Das Buch selber ist gut strukturiert, hat ein sauberes und übersichtliches Layout, wundervolles Artwork und kommt direkt mit einer ersten Queste. Die Fluff-Texte sind sehr thematisch und lassen die Welt lebendig erscheinen. Wiederholungen von Textbausteinen führen dazu, dass man nicht wild Feinheiten der Regeln nachschlagen muss. Die Abschnitte sind kurz und prägnant. Genau so muss man aber auch die Lore verstehen. Für Leute, die tiefe Lore erwarten, ist im Regelwerk auf den ca. 244 Seiten natürlich noch Luft, da es ansonsten ein viel längeres Buch wäre. Dafür gibt es einen guten Eindruck in die Welt und Lore und bietet damit auch viel Inspiration für eine eigene Auslegung von Avallen, der Anderswelt und dem Imperium.

Regelwerk

Als ich anfing Legends of Avallen zu lesen, war ich skeptisch. Ich wusste nicht, was mich erwartet und die Kernregeln klangen ungewohnt und auch hart.
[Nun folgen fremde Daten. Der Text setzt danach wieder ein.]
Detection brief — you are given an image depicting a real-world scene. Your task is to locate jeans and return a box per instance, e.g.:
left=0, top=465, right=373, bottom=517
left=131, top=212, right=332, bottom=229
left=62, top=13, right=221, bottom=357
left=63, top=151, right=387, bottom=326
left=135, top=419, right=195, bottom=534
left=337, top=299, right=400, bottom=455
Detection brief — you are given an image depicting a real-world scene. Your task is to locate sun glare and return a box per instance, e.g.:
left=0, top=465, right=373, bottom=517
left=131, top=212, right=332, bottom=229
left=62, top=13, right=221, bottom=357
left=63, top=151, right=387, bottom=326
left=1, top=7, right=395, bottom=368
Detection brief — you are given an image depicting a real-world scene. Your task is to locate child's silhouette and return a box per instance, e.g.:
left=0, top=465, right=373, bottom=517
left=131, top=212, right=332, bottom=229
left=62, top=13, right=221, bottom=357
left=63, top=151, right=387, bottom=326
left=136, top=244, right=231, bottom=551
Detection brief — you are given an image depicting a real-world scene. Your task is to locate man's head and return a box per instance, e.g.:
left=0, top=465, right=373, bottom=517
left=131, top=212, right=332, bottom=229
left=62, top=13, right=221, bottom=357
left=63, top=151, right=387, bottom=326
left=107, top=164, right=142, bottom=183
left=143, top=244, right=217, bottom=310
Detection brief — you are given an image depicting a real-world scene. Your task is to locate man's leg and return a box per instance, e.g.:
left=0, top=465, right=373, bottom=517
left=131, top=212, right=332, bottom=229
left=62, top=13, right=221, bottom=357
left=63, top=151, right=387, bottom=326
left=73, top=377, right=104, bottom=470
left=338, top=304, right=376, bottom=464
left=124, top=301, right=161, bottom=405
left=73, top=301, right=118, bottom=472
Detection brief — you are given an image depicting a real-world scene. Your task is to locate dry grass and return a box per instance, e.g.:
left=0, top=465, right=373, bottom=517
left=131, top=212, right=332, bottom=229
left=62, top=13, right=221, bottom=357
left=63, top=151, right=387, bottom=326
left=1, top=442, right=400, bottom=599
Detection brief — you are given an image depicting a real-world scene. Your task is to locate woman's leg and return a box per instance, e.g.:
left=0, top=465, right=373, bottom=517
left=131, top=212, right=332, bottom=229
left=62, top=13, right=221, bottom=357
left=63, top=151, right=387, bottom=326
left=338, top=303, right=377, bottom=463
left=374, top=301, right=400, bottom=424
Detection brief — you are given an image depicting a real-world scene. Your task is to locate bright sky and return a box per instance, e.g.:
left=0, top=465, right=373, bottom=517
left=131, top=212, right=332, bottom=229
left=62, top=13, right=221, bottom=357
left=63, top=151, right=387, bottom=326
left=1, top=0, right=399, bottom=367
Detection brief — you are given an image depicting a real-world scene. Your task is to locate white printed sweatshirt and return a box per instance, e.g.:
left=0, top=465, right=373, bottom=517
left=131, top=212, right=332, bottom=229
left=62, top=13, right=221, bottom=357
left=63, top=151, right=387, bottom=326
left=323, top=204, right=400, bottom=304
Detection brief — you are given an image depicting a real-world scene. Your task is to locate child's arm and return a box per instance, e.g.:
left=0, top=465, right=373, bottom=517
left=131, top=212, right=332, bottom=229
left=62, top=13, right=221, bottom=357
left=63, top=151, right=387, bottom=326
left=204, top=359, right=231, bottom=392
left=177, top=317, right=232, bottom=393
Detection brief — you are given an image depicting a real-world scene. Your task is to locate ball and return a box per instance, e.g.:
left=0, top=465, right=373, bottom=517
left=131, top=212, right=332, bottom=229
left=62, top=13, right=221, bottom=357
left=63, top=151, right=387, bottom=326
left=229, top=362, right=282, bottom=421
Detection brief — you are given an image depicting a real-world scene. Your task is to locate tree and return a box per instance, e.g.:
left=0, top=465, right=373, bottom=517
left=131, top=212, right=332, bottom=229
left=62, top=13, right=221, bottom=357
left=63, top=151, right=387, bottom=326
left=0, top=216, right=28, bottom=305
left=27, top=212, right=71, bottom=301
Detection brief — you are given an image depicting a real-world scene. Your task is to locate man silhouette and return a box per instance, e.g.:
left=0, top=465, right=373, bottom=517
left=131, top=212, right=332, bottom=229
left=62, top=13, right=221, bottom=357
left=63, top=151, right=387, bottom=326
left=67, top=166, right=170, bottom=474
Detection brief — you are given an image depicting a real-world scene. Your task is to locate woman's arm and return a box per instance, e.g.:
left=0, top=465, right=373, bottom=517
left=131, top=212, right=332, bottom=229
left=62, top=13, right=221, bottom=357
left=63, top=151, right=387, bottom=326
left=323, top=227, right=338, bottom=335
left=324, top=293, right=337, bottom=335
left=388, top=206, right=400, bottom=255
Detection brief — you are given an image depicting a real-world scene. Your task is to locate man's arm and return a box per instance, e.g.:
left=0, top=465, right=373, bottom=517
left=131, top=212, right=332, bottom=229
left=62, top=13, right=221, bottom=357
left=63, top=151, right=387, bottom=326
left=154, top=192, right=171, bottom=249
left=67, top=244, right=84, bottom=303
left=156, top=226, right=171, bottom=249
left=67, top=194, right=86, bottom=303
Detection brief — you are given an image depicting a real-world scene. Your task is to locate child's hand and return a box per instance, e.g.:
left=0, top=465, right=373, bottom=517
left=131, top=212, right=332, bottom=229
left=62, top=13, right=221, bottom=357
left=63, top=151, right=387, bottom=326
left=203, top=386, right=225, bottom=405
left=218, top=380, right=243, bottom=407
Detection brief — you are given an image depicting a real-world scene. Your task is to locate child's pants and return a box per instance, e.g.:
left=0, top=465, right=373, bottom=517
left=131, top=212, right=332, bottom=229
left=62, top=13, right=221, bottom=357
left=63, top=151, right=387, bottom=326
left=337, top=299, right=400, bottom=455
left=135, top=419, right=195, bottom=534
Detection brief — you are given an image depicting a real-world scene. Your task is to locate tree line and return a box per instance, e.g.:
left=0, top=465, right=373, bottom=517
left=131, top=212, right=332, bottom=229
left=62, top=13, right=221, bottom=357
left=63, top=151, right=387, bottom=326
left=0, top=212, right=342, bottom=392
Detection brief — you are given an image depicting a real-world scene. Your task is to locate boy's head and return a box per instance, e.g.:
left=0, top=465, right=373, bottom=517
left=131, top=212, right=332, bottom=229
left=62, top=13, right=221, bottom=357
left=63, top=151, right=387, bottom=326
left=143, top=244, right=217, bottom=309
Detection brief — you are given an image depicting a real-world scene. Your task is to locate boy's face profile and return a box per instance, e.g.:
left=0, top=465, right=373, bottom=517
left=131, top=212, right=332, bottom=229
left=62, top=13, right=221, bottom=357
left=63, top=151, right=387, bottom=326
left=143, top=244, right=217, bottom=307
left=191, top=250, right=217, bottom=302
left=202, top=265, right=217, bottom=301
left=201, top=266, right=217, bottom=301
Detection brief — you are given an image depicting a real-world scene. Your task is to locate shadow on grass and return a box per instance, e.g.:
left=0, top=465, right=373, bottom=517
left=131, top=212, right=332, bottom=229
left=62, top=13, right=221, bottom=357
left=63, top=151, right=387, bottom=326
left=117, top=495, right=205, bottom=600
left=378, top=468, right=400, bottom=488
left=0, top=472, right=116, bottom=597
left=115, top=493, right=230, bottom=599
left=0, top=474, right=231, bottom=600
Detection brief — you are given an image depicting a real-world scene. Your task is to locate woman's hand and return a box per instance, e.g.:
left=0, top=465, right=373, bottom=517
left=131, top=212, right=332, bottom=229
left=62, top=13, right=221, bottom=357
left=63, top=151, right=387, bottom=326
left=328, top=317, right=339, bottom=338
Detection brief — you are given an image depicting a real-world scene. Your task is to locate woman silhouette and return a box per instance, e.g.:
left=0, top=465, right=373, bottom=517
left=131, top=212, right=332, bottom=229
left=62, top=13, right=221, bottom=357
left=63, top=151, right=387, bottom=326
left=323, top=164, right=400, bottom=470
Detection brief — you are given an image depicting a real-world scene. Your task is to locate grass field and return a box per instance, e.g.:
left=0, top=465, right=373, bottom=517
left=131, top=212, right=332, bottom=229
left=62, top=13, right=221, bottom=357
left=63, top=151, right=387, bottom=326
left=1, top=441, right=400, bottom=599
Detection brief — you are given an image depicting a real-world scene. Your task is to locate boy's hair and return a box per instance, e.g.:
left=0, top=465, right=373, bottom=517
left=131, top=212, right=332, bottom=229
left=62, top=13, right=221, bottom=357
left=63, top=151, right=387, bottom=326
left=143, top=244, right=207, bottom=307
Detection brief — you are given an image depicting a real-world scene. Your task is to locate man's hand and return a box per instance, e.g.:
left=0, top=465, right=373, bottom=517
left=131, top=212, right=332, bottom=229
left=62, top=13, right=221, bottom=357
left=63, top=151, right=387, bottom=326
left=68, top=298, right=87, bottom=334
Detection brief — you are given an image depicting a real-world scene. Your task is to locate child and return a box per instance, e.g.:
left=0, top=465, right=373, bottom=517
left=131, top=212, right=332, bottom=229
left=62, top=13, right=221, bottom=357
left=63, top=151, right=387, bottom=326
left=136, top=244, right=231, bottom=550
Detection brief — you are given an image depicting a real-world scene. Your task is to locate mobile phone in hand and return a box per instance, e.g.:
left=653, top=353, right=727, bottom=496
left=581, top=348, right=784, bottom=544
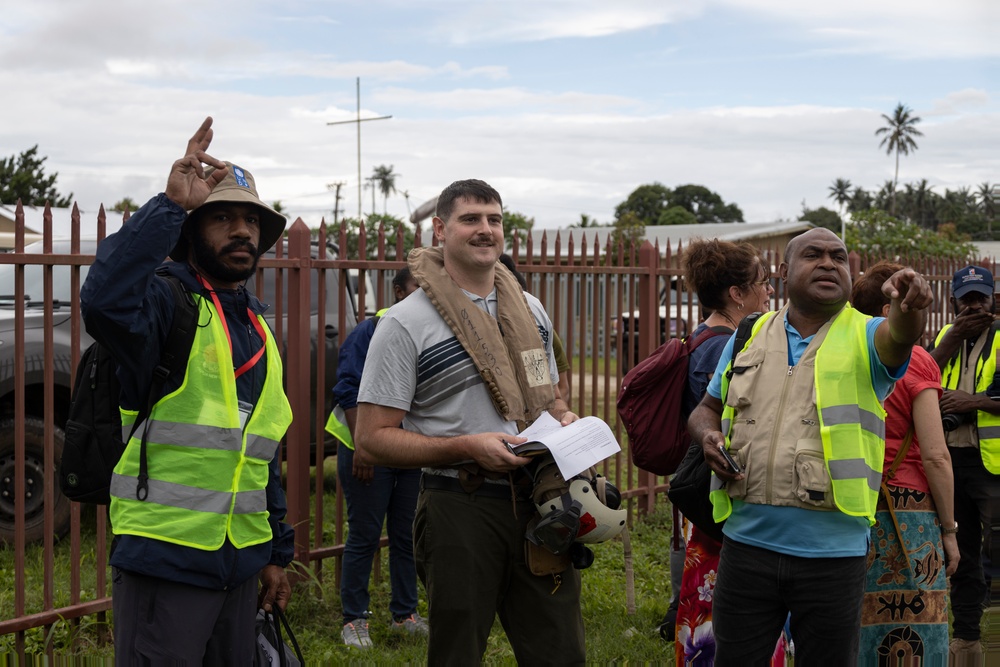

Desto mehr ich mich in das Werk wühlte, merkte ich jedoch, dass es viele Kombinationsmöglichkeiten gibt und sich auch die Kompetenz der Charaktere gut steigt. Sehr schön empfand ich die Entwicklung auch auf persönlicher Ebene und die Art und Weise, wie mit dem Thema Legenden umgegangen wird. Das Aufschreiben der einzelnen Questen führt schon zu einer Art von Ruhm und genau das wird durch einen Sozialstand widergespiegelt, was auch erlaubt mit Leuten von Rang und Namen zu sprechen.

Gleichzeitig werden genau so die NSC und Monster Statblöcke abstrahiert. Sie werden in einzelne Ränge eingestuft und haben dann grundsätzlich die gleichen Werte und ansonsten haben sie eigene Motivationen, Fähigkeiten und Abstufungen. Genauso werden auch Münzen nur in höchster Stufe gezählt und gehen mit dem sozialen Rang einher. Wenn man Adelig ist, interessiert man sich nicht mehr für Kupfermünzen und muss darüber auch kein Buch führen.

Besonders schön hat mir der soziale Konflikt gefallen, der nicht nur eine sorgfältig geplante Diskussion erfordert, sondern das in Erfahrung bringen von Motivationen und persönlichen Einstellungen des Gegenüber und die Geduld des Gesprächpartners auf die Probe stellt und damit ein Ende des Parley bildet.

Alles in Allem liest sich Legends of Avallen nach einem abgestimmten Spiel in einer sorgfältig geschriebenen Welt mit verdammt vielen Wörtern, die sich unaussprechlich lesen, und Geschichten vom einfachen Mensch bis hin zur Legende beschreiben ohne dabei ein zu hohes Powerlevel anzusetzen, sondern sich in der Mythologie wohl zu fühlen. Dieser Vorteil ist m.E. auch der Beigeschmack: Es ist eine sehr starke Thematik und daher nicht dein normales Fantasyspiel, was man mögen muss!